Friday, May 31, 2013

Is Christian Fiction Improving?

I keep hearing that Christian fiction is getting better, but someone has yet to prove it to me.  Last week I downloaded a Christian mystery novel by a well-known author and was horrified at the terrible plot and mediocre writing.

Tim Challies wrote a post about "The Ultimate Christian Novel" which would be called Cassidy: Amish Vampiress of the Tribulation.  He meant it as a joke, but, honestly, the book I read had an outlandish premise, a wimpy heroine and way too much blood. Sadly, it was not a parody.


Annette said...

I hear you, meaning I agree.
It's rare for me to read a Christian fiction novel that I find excellent.
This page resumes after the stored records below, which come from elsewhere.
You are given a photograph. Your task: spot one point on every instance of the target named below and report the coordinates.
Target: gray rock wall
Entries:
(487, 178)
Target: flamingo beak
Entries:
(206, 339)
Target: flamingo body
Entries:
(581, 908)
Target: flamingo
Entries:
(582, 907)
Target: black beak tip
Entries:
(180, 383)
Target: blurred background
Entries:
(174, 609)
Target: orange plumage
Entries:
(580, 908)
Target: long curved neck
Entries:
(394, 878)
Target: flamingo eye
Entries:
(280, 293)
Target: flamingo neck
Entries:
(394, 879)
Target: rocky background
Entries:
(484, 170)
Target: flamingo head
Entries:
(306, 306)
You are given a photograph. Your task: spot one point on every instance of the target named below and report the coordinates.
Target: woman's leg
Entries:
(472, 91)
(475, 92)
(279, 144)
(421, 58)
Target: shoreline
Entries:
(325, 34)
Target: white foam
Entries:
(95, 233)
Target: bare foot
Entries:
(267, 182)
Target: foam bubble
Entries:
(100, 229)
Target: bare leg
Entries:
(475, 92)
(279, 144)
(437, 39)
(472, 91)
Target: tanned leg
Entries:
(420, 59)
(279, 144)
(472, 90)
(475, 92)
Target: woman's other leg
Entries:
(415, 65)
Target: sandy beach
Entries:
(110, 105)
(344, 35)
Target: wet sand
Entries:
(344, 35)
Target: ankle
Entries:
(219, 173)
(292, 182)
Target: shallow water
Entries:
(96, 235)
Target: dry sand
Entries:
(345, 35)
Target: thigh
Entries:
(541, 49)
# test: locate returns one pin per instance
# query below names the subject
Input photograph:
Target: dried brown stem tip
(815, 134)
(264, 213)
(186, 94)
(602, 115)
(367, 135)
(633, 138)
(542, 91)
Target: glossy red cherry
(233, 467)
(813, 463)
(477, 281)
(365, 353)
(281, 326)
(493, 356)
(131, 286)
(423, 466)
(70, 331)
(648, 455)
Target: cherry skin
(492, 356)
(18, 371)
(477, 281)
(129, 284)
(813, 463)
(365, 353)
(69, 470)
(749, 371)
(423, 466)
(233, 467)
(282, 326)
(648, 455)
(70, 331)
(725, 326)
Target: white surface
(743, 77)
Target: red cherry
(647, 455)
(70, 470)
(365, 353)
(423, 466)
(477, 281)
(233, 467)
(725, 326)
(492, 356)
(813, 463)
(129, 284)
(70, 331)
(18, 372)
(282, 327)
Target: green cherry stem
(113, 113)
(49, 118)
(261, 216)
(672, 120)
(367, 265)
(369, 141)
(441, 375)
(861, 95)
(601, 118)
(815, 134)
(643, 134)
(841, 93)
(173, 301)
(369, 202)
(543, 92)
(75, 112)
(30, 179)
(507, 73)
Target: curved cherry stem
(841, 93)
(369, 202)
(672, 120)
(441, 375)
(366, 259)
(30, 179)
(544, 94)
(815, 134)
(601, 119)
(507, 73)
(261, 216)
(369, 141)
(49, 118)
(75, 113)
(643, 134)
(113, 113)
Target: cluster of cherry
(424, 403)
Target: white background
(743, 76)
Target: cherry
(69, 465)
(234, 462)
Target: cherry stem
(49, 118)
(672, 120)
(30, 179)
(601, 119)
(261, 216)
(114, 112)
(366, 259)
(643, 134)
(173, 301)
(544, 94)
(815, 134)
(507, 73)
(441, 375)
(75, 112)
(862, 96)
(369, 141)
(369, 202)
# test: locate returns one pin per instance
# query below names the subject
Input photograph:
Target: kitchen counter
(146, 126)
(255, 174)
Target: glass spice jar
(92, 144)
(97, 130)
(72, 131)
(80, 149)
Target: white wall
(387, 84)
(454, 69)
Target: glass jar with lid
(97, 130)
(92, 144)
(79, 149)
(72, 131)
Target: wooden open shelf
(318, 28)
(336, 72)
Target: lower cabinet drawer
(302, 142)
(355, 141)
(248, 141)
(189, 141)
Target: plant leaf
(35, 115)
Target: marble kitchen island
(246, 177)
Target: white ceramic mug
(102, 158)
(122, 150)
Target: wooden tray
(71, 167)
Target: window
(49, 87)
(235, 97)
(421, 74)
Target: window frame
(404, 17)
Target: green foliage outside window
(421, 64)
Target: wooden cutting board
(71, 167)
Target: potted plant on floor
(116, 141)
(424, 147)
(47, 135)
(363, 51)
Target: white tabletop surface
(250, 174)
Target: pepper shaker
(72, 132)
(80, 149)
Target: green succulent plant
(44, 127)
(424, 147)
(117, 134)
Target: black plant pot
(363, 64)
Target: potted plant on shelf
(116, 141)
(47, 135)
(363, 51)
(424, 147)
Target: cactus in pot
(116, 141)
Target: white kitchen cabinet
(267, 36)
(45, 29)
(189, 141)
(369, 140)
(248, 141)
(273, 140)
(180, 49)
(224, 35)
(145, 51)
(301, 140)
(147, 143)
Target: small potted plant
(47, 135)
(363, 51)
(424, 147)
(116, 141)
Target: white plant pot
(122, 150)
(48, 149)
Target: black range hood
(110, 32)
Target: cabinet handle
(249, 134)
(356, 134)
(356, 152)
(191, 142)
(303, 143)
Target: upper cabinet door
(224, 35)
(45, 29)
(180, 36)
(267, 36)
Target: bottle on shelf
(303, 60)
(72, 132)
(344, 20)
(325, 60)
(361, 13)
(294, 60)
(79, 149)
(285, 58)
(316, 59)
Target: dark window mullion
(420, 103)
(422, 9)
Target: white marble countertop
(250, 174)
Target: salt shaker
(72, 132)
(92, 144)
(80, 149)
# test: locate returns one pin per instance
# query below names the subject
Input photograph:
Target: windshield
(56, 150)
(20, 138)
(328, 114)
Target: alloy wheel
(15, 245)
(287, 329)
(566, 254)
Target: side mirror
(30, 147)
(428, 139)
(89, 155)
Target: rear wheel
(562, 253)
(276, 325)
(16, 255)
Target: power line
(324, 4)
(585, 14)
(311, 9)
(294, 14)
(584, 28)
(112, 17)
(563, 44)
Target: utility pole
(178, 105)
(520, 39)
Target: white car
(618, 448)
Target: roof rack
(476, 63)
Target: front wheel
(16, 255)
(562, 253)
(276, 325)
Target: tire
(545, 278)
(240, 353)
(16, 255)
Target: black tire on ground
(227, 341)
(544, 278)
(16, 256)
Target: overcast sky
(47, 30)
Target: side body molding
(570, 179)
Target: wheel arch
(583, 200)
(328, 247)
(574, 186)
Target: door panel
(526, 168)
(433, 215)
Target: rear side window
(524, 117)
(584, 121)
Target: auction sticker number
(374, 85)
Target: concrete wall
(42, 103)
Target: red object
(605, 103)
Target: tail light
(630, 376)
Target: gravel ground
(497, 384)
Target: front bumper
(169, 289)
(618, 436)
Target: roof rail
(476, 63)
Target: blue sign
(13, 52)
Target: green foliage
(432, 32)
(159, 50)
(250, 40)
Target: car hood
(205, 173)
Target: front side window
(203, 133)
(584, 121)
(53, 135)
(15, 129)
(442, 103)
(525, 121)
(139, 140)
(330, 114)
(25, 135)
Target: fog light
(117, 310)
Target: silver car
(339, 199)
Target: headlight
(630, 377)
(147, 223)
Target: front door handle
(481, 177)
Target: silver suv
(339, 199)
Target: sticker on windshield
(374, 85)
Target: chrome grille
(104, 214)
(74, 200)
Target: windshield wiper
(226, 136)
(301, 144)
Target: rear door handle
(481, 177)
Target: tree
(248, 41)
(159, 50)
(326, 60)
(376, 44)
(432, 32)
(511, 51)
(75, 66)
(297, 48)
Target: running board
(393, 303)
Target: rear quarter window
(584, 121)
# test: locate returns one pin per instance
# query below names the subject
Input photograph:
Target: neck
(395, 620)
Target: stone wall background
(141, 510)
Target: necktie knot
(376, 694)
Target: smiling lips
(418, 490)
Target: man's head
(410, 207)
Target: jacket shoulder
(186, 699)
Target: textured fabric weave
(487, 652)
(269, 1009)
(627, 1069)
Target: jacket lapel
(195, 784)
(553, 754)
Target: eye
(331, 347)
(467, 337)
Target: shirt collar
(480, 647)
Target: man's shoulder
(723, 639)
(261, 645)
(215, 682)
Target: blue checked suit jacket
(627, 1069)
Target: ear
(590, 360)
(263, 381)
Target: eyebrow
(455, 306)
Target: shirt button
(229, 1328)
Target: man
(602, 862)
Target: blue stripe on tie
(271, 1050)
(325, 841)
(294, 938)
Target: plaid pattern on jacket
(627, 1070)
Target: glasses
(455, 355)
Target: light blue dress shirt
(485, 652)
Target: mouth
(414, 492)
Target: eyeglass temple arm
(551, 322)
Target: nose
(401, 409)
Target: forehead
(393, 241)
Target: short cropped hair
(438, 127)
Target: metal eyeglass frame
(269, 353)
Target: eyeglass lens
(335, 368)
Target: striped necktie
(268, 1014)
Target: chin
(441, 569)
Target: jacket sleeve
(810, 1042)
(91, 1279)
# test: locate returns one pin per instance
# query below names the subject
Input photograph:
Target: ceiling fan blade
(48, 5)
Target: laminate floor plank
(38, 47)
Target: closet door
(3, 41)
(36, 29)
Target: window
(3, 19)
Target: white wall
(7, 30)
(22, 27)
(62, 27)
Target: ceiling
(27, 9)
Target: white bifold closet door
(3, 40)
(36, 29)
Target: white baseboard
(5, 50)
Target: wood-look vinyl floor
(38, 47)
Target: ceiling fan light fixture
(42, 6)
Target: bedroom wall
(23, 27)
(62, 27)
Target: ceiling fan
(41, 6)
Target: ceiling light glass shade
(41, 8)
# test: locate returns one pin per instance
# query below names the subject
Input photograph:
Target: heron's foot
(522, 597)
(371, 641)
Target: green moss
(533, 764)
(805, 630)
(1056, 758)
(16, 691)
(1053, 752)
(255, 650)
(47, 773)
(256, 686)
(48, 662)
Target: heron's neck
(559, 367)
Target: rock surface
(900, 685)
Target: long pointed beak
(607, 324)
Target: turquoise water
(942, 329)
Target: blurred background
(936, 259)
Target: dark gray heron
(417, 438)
So many are what I call bubble gum reads, they start off pretty good (at least I'm hoping), but then loose their flavor quickly.
Further I'm really tired of the girl meets boy, problem, they work it out, then everything is wonderful and the story ends pretty.
I'm also tired of Amish stories.
I'm also tired of the perfect female that is pictured on the front of nearly 100% of all books.
And further I'm tired of wondering if when people review these books they are stuck with giving only 5 star reviews, because I sure don't.
So sorry, I'm just venting.
These are the Christian fiction books I've read this year that I consider great, and not the norm in Christian fiction.
The Tutor's Daughter by Julie Klassen
January Justice by Athol Dickson
Miracle on Snowbird Lake by Stan Bednarz
Unholy Hunger by Heather James
Roses Have Thorns by Sandra Byrd

Carol said...

I've been so disappointed with our Christian bookshop, a large one; some decent ones I've read (but not recently) are Currency Lass & Certain Lives both by Margaret Reeson and The Hawk and the Dove Trilogy by Penelope Wilcock.